Saturday, September 3, 2011

Spirit-breathed

Presbyterians love the words Holy Spirit. We love the idea of it. We love to invoke the concept. We don't often try to nail down exactly what it is or what's in its job description. And in some way, I am very glad of that. We also like the concept of human imagination. And though we are perhaps more brave in our invocation of the term and concept and more apt to assign it certain tasks, we hesitate to nail it down either. And we cringe at the idea of defining the boundaries for the two, or where they may overlap.

The discomfort level rises among my more secular friends in trying to determine where humanity ends and divinity begins, particularly in the cretive process. And if there is a major difference between my more spiritual and more secular friends, it is who gets the blame when it all goes to hell (divine concept) and who gets the credit when the artist really nails it. Many pastors I know struggle to remember to let themselves get out of the way in the creative process and to remember they can take very little credit for good sermons and try not to shoulder too much blame for the bad ones.
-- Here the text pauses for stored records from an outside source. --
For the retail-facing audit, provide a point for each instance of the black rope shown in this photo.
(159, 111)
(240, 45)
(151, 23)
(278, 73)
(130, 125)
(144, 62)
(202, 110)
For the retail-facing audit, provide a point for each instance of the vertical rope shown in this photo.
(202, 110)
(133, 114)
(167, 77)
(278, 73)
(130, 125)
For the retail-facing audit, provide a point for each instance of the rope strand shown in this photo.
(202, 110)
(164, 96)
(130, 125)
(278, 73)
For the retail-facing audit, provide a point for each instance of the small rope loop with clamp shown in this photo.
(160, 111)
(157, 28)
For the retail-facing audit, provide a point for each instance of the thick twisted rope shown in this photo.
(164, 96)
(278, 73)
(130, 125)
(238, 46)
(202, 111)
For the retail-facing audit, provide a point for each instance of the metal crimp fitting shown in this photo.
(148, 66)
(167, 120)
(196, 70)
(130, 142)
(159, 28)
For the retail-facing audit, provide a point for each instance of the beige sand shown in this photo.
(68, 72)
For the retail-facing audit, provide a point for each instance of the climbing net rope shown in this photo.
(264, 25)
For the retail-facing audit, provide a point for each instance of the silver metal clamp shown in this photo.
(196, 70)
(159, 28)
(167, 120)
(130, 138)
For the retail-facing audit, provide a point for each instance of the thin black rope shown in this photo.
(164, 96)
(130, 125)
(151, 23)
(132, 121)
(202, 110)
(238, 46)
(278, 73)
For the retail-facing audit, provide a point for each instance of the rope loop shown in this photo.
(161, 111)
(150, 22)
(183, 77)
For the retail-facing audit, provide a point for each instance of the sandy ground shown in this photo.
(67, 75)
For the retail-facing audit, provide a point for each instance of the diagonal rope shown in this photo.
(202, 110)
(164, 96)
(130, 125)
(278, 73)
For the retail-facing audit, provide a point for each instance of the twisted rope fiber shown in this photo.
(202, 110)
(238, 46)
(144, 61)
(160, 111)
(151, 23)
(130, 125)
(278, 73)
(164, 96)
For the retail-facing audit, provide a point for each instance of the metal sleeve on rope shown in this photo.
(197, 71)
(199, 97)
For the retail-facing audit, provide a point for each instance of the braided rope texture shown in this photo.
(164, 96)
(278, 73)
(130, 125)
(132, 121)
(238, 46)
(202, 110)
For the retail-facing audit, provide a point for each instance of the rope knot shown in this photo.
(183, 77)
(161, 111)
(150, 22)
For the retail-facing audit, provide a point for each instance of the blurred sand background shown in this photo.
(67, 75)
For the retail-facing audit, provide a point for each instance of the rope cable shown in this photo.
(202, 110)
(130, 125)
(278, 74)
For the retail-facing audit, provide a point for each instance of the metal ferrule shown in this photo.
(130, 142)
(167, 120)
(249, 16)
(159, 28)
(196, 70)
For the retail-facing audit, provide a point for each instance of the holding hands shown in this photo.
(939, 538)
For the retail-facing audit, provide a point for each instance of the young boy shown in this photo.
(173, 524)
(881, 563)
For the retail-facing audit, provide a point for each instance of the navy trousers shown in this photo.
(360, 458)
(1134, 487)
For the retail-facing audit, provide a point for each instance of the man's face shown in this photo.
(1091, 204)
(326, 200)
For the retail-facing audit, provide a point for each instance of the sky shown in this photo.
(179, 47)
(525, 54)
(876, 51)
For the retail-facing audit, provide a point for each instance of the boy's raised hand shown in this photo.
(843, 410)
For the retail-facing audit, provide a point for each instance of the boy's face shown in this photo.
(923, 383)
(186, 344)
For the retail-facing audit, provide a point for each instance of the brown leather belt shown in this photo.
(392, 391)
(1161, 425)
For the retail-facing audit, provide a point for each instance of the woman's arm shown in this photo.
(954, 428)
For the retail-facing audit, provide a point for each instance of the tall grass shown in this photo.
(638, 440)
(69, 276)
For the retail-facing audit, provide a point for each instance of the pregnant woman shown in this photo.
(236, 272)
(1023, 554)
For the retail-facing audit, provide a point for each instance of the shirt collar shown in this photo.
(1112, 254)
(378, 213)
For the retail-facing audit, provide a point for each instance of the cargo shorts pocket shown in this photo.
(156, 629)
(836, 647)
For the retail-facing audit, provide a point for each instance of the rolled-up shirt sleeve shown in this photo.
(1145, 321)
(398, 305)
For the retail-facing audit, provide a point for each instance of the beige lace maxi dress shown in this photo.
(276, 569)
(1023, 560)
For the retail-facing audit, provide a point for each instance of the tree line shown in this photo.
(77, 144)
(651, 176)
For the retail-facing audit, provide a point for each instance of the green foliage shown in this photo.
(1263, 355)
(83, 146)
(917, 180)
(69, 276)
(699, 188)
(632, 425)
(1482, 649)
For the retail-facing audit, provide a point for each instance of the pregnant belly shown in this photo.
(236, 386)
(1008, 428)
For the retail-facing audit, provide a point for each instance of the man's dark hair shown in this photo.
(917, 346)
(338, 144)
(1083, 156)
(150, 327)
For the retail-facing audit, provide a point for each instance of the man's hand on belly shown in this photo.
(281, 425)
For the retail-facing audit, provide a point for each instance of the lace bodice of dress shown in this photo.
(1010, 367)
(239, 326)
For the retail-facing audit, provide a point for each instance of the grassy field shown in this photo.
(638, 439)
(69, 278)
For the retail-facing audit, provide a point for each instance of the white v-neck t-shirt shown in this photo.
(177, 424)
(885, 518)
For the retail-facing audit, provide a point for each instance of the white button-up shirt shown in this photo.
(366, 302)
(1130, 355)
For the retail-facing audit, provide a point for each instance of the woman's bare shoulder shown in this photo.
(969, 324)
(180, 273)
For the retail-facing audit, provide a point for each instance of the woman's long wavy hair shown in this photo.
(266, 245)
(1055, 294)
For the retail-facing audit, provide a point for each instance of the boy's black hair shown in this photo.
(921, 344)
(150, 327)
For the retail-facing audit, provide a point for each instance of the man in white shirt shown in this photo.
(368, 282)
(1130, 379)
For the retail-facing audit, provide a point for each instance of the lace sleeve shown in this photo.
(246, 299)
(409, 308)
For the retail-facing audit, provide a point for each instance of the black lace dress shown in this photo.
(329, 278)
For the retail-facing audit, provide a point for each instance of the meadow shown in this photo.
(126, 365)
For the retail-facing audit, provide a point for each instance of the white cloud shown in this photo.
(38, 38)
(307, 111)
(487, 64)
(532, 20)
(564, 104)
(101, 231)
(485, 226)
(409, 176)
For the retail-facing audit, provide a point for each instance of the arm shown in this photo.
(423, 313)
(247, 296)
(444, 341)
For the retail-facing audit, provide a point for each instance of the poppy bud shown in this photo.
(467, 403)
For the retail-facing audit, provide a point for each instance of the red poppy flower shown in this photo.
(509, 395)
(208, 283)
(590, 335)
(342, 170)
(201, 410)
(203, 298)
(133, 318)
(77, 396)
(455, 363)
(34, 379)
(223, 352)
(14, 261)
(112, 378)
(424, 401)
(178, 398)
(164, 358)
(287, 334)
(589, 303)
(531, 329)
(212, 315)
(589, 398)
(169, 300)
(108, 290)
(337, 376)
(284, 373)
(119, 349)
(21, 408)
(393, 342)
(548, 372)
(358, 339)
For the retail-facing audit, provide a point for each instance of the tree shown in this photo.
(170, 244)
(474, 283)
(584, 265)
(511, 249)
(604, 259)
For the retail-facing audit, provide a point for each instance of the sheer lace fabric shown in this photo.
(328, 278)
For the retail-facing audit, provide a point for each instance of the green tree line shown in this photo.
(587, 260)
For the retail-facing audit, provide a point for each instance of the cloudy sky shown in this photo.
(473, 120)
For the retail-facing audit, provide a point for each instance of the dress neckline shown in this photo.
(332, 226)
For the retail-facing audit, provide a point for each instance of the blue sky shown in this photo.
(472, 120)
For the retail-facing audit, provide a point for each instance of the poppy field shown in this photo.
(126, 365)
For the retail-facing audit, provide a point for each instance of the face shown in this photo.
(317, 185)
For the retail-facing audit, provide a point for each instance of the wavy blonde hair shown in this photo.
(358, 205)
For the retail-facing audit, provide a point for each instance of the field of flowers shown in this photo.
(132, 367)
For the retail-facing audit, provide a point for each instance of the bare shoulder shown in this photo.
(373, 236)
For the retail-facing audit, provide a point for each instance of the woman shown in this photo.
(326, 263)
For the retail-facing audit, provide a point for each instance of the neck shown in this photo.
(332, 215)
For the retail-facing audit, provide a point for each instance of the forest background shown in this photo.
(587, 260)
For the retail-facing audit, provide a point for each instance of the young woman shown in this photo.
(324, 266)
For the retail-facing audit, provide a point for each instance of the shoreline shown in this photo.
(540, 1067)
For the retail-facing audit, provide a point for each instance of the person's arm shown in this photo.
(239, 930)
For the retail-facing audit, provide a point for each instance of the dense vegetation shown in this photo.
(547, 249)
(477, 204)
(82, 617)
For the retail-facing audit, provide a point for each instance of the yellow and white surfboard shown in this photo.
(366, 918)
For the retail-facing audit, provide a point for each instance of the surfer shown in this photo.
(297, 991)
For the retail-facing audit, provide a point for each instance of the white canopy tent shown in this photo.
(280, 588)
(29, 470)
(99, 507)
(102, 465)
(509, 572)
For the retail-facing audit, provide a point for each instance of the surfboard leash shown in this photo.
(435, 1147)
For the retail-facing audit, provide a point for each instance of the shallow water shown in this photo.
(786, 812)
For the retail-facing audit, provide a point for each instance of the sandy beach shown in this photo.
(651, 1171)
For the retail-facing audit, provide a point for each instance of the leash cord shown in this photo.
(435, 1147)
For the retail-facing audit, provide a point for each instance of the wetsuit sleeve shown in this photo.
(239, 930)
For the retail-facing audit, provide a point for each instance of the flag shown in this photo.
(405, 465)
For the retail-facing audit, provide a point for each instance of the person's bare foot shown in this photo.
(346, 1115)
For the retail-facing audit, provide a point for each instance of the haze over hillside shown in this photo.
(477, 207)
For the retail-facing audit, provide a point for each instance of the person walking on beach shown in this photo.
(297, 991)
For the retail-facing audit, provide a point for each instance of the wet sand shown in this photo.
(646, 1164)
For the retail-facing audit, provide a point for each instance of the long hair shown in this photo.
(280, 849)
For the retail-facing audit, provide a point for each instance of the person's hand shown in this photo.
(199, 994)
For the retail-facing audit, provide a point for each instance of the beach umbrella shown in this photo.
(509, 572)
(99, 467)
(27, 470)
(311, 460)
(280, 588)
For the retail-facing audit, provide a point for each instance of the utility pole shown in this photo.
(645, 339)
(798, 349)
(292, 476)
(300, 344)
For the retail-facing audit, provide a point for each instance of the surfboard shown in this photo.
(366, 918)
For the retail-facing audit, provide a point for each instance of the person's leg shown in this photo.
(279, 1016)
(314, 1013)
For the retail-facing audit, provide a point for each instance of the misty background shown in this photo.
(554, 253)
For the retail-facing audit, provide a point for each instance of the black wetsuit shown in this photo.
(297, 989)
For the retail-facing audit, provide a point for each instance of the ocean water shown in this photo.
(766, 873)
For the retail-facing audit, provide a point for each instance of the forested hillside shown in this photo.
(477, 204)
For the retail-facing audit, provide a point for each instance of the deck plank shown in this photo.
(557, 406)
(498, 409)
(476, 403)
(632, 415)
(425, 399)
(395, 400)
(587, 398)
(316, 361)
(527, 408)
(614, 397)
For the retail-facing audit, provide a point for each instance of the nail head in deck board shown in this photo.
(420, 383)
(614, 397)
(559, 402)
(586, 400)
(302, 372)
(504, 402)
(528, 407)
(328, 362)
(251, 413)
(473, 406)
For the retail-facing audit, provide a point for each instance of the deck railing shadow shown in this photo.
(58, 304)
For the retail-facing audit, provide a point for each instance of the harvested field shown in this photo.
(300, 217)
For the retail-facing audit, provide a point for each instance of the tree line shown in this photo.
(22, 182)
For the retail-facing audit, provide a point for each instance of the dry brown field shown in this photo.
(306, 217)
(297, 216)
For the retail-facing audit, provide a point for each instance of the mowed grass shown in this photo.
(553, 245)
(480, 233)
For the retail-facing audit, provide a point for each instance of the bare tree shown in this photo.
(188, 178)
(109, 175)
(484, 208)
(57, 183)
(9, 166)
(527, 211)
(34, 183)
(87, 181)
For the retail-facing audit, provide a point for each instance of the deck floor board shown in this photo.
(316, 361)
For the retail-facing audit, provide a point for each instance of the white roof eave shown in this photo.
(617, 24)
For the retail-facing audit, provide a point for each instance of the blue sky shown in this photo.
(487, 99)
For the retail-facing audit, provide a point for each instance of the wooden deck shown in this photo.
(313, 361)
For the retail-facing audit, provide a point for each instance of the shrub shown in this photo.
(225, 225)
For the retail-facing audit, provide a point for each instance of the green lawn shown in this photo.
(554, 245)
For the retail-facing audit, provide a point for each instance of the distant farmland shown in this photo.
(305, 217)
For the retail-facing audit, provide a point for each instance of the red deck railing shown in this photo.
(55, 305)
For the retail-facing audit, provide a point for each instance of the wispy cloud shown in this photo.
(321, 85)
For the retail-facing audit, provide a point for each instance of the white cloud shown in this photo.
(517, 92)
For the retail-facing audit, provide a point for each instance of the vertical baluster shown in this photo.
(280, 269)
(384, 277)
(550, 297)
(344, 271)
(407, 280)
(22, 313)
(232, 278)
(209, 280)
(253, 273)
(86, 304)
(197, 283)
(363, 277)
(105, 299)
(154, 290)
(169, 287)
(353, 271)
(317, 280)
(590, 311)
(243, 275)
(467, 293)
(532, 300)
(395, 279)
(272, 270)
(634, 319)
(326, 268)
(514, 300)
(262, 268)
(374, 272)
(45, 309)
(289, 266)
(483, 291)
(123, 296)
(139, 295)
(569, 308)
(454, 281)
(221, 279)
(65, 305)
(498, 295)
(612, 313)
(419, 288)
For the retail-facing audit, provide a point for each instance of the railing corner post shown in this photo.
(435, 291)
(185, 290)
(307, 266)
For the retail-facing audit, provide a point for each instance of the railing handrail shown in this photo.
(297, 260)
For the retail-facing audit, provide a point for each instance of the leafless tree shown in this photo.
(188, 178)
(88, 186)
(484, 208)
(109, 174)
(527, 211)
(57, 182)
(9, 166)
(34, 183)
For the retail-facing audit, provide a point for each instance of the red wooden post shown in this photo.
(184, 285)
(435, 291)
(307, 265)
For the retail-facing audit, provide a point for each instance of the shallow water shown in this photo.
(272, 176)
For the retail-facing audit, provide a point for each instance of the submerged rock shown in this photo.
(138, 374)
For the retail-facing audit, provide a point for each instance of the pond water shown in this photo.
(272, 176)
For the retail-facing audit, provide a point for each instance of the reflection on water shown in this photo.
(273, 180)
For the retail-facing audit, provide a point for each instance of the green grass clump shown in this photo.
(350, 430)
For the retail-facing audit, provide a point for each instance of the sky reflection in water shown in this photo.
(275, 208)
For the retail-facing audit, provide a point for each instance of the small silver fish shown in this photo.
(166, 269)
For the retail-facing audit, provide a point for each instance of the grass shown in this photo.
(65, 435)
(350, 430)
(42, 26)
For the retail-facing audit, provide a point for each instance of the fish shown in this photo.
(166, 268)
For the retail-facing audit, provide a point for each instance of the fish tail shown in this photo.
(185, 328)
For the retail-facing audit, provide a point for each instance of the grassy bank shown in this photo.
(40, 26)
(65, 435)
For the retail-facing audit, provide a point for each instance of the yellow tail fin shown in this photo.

Saw a fascinating TED Talk from the recent author of Eat, Pray, Love. She struggles with the same ideas in her creative process, although the concepts and vocabulary are new to her. Without the same ideas about how God or the Holy Spirit intervene in her work, she stumbles, sometimes awkwardly and sometimes beautifully to capture the essence of inspiration, blame, responsibility and reverance in ways that express her own experience and hope for others. I think it's worth watching to gain a perspective of one person's search for the relationship between the human and the divine in the creative process.